ケース2 スポーツ推薦で合格した生徒さんを寮に入れるべきか
スポーツ推薦で高校進学が決まった生徒さんがいました。その高校では、要求される学力の水準が高いため、高校進学までの間、勉強の習慣をつけるために私がご相談に応じていました。
高校は、自宅から通える距離なのですが、よりスポーツ漬けの生活を送るために、寮に入れるかどうかを、ご両親は心配していました。このご家庭は、スポーツを熱心に指導したということはあまりなく「スポーツ推薦をもらえるほど本人に才能がある」ということ自体に、驚いて慌てている様子でした。
私が生徒さんと接していて感じたことは、
「素直で、言われたことは実行する生徒さんだけれど、自分の意見をあまり言わず、周りの希望を優先してしまいがちなところがある」
ということでした。周囲の人間が「寮に入った方がいい」と生徒さんに言うと、自分の考えや気持ちをおいておいて「はい、入ります」と言ってしまいそうな感じがしました。
そこで、ご両親とも話し合い、
「周囲の人が指図するのではなく、ご本人に選ばせましょう。部活にかかる費用や寮費、学費などについて、ご両親に思うことがあっても、あまり言わないようにして、まず本人の気持ちを聞いてから、周囲の大人が意見を言うようにしましょう」
ということに決まりました。
その生徒さんは、寮には入らないという道を選びました。現在は成人されて、実業団の選手として活躍をしています。
お子さんの進学や就職、そしてご自身の新しい勤務先が決まる時期ですよね。

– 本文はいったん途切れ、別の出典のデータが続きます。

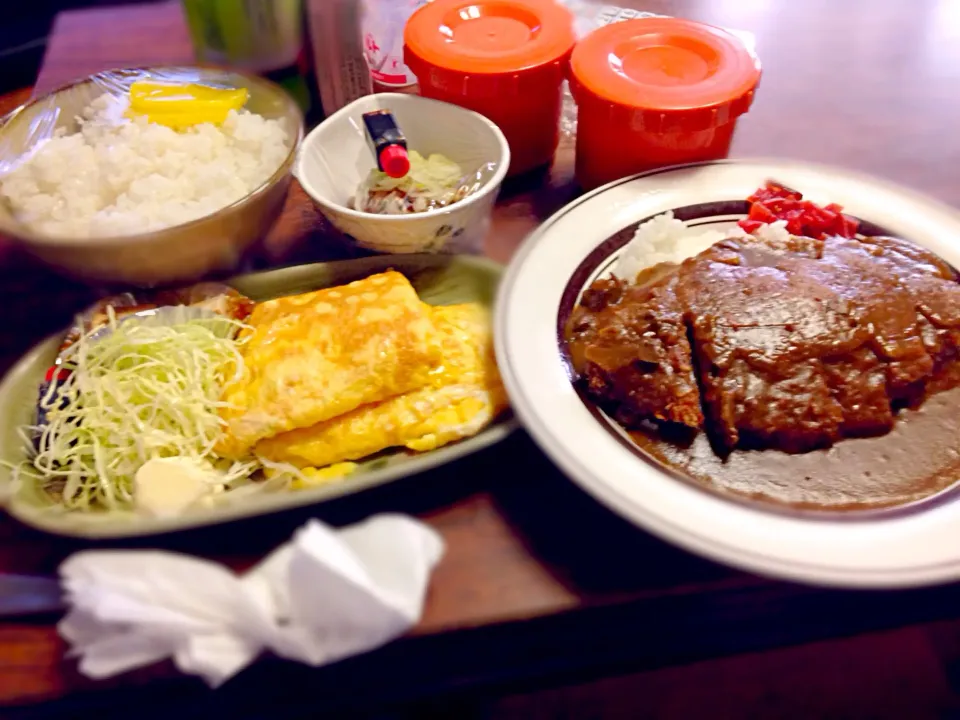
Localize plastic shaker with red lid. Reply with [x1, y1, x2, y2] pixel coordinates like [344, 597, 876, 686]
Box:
[404, 0, 576, 175]
[570, 18, 760, 189]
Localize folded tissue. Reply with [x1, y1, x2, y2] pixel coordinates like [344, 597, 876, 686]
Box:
[59, 515, 443, 686]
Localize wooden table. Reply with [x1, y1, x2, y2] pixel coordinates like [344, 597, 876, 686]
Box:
[0, 0, 960, 717]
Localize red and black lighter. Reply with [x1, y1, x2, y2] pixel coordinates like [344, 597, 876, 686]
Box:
[363, 110, 410, 178]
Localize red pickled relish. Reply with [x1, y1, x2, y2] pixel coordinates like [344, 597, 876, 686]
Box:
[739, 180, 858, 239]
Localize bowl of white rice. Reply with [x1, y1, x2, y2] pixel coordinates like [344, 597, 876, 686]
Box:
[0, 68, 303, 285]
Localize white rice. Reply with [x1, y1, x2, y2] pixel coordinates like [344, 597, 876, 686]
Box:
[0, 95, 290, 239]
[613, 212, 790, 280]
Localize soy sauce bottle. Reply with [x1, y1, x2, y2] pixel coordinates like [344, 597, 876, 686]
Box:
[183, 0, 323, 124]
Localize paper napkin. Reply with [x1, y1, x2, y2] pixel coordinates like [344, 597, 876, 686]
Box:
[59, 515, 443, 686]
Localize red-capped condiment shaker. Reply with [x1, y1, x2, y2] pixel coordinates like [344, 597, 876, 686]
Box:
[404, 0, 576, 175]
[570, 18, 760, 190]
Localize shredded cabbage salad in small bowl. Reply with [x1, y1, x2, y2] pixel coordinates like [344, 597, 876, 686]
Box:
[354, 150, 494, 215]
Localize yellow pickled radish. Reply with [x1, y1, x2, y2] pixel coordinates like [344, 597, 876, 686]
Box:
[130, 81, 248, 129]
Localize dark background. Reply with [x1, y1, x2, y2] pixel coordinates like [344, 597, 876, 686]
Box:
[0, 0, 166, 93]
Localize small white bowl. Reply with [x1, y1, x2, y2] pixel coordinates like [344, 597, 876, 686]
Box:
[293, 93, 510, 253]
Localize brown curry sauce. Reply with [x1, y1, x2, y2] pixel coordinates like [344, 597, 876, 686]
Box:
[565, 236, 960, 512]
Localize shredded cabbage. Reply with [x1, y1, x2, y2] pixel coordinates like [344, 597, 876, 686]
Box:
[25, 311, 260, 510]
[355, 150, 482, 215]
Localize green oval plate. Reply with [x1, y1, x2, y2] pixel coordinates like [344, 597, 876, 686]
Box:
[0, 255, 517, 539]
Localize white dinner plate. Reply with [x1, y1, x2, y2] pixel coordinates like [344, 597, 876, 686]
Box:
[496, 161, 960, 587]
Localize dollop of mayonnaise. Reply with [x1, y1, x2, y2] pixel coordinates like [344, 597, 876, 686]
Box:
[133, 458, 218, 517]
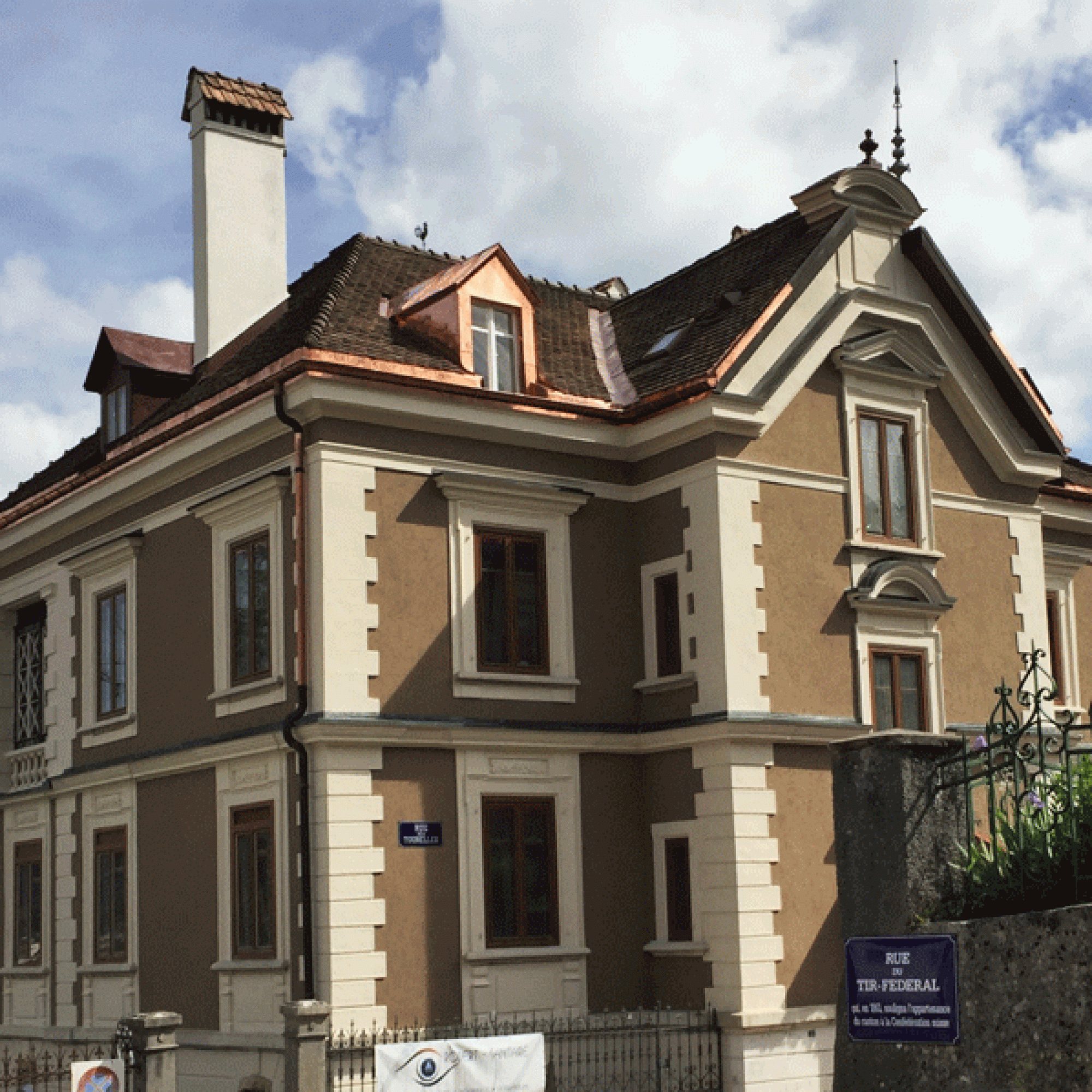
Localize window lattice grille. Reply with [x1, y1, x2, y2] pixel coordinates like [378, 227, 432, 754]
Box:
[14, 615, 46, 748]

不動産の売買や賃貸物件の入居・退去も一気に増える時期です。
ただ「ともかく行動を起こさなければ」と考えるのではなく、お子さんの気持ちやご本人の気持ち(単身赴任を希望するか、家族みんなで引っ越すことを望むか、など)をしっかり考える時間を持ち、希望を明らかにして進むことが重要でしょう。